我将车停在楼下,并没有急着上楼。这会儿的雪更大了,我仰面朝天地躺在地上,任凭雪花洒落在脸上,我感觉自己的眼角有一点温热,不知是融化成水的雪,还是眼眶中的泪。
“我吻过你的脸,你双手曾在我的双肩,感觉有那么甜,我那么依恋……”好听的音乐声将我从迷茫中拉回到现实,才发现是手机响了。
“依然?”我看见来电显示是赵依然,也是一愣,她可是从来没有主动给我打过电话的。
“喂,干嘛呢?”电话那边传来了赵依然清脆好听的声音。
“看雪。”
“你那边下雪了?”
“嗯,可美了,可惜你看不到!”
“谁说我看不到,告诉你一个好消息,本小姐今天晚上到滨海,小轩子,准备接驾!”
“啥?你要来滨海?”我一下子从地上蹦了起来。
“咋地,不欢迎啊?”她故作生气道。
“没有,没有,老佛爷亲临,蓬荜生辉,蓬荜生辉。”
“行了,别贫了。说正经的啊,我6点钟的火车,估计得后半夜1点多到,你来火车站接我吧。”
“好嘞!”我挂断电话后,一时激动到手舞足蹈,脑袋里只有一个声音,不断重复地告诉自己,依然要来了,依然要来了。

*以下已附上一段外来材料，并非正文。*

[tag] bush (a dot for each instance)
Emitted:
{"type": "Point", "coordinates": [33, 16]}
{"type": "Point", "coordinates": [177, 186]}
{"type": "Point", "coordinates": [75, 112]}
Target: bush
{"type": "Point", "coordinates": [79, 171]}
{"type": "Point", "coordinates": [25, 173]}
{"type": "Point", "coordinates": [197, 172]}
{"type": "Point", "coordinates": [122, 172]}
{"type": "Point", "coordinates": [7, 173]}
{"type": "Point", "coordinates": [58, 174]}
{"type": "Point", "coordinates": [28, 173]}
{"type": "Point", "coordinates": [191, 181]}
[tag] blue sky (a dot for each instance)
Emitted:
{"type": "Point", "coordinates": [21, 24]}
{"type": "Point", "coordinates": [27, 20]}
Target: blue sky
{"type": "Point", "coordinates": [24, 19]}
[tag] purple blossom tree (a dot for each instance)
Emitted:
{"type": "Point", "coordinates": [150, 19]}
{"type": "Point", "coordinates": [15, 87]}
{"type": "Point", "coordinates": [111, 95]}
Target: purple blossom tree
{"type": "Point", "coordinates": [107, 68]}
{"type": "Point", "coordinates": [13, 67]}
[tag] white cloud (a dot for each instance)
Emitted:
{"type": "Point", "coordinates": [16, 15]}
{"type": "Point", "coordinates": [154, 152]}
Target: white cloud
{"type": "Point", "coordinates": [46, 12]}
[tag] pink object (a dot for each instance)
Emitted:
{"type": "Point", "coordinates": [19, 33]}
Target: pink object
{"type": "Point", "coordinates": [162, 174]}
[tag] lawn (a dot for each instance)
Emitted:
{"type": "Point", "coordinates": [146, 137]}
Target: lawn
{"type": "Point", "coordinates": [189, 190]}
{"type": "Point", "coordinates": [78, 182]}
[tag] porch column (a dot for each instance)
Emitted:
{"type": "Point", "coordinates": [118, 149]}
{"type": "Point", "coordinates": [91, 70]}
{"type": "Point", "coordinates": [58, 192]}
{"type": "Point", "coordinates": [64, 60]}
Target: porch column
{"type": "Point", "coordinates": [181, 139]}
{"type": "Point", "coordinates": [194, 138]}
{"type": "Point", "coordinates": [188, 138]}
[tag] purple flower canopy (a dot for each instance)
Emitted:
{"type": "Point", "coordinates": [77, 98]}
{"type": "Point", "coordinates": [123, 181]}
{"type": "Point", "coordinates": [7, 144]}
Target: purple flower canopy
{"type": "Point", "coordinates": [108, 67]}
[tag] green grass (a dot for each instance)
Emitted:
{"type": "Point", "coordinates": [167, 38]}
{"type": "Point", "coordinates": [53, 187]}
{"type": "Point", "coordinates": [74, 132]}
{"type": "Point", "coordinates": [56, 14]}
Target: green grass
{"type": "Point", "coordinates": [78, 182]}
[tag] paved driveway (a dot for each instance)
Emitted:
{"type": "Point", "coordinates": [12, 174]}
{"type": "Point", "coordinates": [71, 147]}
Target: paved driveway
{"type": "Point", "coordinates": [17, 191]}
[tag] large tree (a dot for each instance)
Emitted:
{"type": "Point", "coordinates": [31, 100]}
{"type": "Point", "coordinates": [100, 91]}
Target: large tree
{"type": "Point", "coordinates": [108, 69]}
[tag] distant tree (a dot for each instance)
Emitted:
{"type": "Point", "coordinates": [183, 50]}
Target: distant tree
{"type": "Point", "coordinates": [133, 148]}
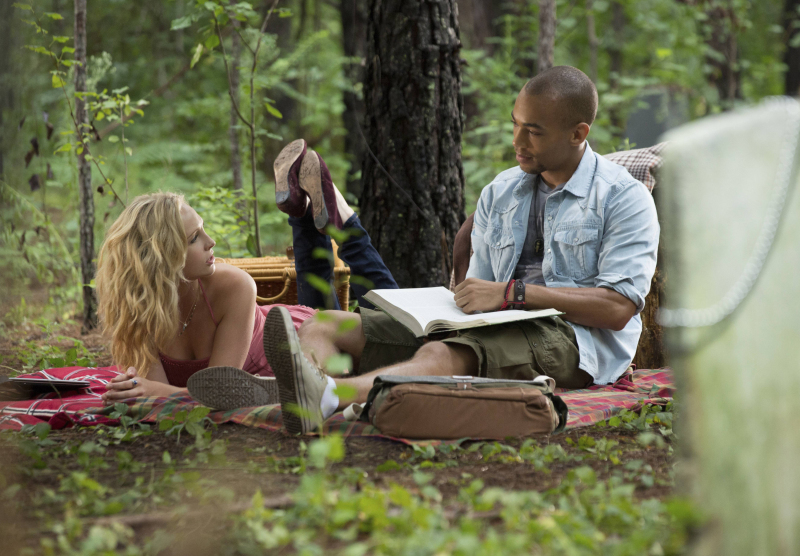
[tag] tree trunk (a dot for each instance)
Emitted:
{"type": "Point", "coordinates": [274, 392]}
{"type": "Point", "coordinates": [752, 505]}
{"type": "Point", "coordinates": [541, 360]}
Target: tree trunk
{"type": "Point", "coordinates": [354, 36]}
{"type": "Point", "coordinates": [547, 35]}
{"type": "Point", "coordinates": [591, 33]}
{"type": "Point", "coordinates": [725, 76]}
{"type": "Point", "coordinates": [792, 55]}
{"type": "Point", "coordinates": [84, 175]}
{"type": "Point", "coordinates": [616, 63]}
{"type": "Point", "coordinates": [7, 32]}
{"type": "Point", "coordinates": [413, 124]}
{"type": "Point", "coordinates": [233, 133]}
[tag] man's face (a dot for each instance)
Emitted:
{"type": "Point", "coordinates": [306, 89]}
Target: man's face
{"type": "Point", "coordinates": [542, 141]}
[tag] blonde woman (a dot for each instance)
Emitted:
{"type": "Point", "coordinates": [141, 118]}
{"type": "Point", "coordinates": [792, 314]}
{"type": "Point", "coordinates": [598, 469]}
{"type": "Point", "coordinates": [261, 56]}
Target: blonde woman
{"type": "Point", "coordinates": [171, 310]}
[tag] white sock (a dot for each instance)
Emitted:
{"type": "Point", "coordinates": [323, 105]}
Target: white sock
{"type": "Point", "coordinates": [330, 401]}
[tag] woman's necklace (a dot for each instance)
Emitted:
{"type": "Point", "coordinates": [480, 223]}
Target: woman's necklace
{"type": "Point", "coordinates": [191, 314]}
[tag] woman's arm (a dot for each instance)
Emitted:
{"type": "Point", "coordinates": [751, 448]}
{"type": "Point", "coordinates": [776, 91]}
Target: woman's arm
{"type": "Point", "coordinates": [130, 385]}
{"type": "Point", "coordinates": [236, 316]}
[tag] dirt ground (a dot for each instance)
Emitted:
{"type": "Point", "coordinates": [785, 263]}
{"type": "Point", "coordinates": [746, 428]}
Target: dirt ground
{"type": "Point", "coordinates": [261, 460]}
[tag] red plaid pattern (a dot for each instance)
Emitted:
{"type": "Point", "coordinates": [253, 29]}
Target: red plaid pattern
{"type": "Point", "coordinates": [84, 407]}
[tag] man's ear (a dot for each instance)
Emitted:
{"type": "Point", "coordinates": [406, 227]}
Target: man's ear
{"type": "Point", "coordinates": [579, 134]}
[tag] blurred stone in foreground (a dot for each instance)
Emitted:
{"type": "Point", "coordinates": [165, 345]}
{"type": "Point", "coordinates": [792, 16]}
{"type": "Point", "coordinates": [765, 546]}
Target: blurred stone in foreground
{"type": "Point", "coordinates": [739, 379]}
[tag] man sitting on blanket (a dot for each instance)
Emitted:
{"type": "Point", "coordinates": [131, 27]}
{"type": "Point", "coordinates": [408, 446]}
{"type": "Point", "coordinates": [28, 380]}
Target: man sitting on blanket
{"type": "Point", "coordinates": [565, 229]}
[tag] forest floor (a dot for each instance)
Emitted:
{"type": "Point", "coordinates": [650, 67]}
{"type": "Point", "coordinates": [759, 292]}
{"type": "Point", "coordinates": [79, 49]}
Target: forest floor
{"type": "Point", "coordinates": [231, 489]}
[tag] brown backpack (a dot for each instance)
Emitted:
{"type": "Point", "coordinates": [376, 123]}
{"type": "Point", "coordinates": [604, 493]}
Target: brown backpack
{"type": "Point", "coordinates": [437, 407]}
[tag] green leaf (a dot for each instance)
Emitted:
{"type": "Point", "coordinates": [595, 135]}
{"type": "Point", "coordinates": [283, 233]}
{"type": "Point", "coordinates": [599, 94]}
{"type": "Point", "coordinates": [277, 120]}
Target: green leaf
{"type": "Point", "coordinates": [338, 363]}
{"type": "Point", "coordinates": [212, 42]}
{"type": "Point", "coordinates": [274, 111]}
{"type": "Point", "coordinates": [39, 50]}
{"type": "Point", "coordinates": [198, 51]}
{"type": "Point", "coordinates": [181, 23]}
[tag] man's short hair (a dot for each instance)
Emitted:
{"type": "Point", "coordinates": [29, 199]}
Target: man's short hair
{"type": "Point", "coordinates": [571, 88]}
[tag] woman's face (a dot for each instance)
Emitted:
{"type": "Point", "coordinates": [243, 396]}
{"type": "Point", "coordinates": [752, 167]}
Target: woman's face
{"type": "Point", "coordinates": [200, 253]}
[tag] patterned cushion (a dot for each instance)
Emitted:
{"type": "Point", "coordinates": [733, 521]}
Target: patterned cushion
{"type": "Point", "coordinates": [643, 164]}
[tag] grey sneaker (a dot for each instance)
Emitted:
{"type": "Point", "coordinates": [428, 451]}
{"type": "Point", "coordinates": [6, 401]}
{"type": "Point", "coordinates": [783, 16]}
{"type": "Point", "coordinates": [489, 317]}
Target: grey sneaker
{"type": "Point", "coordinates": [300, 383]}
{"type": "Point", "coordinates": [232, 388]}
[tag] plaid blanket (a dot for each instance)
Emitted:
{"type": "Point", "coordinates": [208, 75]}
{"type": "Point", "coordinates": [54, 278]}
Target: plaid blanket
{"type": "Point", "coordinates": [85, 408]}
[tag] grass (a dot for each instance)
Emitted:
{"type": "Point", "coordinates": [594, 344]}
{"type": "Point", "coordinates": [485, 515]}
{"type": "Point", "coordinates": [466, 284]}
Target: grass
{"type": "Point", "coordinates": [185, 486]}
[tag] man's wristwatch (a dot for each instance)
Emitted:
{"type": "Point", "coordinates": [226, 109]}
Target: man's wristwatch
{"type": "Point", "coordinates": [519, 294]}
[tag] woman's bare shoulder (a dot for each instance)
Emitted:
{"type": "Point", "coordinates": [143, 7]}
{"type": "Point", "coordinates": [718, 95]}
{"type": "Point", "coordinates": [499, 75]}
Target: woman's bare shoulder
{"type": "Point", "coordinates": [231, 282]}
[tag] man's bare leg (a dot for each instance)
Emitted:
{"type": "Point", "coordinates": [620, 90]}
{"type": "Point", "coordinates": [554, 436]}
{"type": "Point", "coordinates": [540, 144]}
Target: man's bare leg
{"type": "Point", "coordinates": [432, 359]}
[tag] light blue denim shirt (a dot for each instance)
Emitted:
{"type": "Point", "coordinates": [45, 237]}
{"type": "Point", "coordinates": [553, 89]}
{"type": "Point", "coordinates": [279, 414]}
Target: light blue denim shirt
{"type": "Point", "coordinates": [601, 231]}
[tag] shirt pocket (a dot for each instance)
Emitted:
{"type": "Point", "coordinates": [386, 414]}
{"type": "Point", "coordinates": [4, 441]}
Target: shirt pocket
{"type": "Point", "coordinates": [501, 249]}
{"type": "Point", "coordinates": [576, 251]}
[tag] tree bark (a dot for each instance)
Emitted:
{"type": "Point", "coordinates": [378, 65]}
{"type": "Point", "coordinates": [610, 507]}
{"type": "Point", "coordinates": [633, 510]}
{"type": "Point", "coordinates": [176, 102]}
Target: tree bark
{"type": "Point", "coordinates": [233, 134]}
{"type": "Point", "coordinates": [547, 35]}
{"type": "Point", "coordinates": [354, 37]}
{"type": "Point", "coordinates": [84, 175]}
{"type": "Point", "coordinates": [791, 57]}
{"type": "Point", "coordinates": [413, 124]}
{"type": "Point", "coordinates": [618, 21]}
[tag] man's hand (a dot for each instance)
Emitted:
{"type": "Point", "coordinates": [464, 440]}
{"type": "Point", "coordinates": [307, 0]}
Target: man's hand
{"type": "Point", "coordinates": [474, 294]}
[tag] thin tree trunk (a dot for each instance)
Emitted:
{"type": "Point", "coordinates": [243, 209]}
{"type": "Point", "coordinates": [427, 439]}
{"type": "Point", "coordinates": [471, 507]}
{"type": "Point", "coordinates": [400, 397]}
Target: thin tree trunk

我仔细地将屋子整理了一遍,将钱爱妮留宿过的痕迹全部抹除掉,那条吊带干脆被我扔进了垃圾桶,想着如果以后她找自己要,再给她买个新的就是了。这东西万一被依然翻到,那可就不得了了。
我自认为整理好了一切,又去超市买了些吃的,以备不时之需。晚上去食堂随便吃了一口,回到家已经天黑了。看电视,打游戏,反正就是睡不着,好容易熬到了11点多,我便开始穿衣服下楼,开着下午新提的帕萨特去了火车站。
雪仍未停,只是小了些,半夜的火车站前少有人迹,除了一些出租车司机会算准了火车进站的时间,然后提前在那里等活儿。
凌晨12点,我将车停在广场外的一个招待所楼下,毕竟广场上是禁止停车的。
从这个招待所走到车站也就不到100米的路,我竟遇到好几个“皮条客”,她们大多都是中年妇女,咯吱窝夹着个本子,大冷天,站在雪地里,不断地朝自己的手上喝着气,试图让手暖和一点。
先一个大婶走过来,问道:“小伙子,住店吗?”
一开始我并不知道她是“皮条客”,觉得这大半夜的,出来招揽生意也怪不容易,就客气道:“不了,谢谢!”
我刚要走,她赶忙凑过来道:“找小姐不?咱家小姐可漂亮了,活儿还好,想咋玩都行。”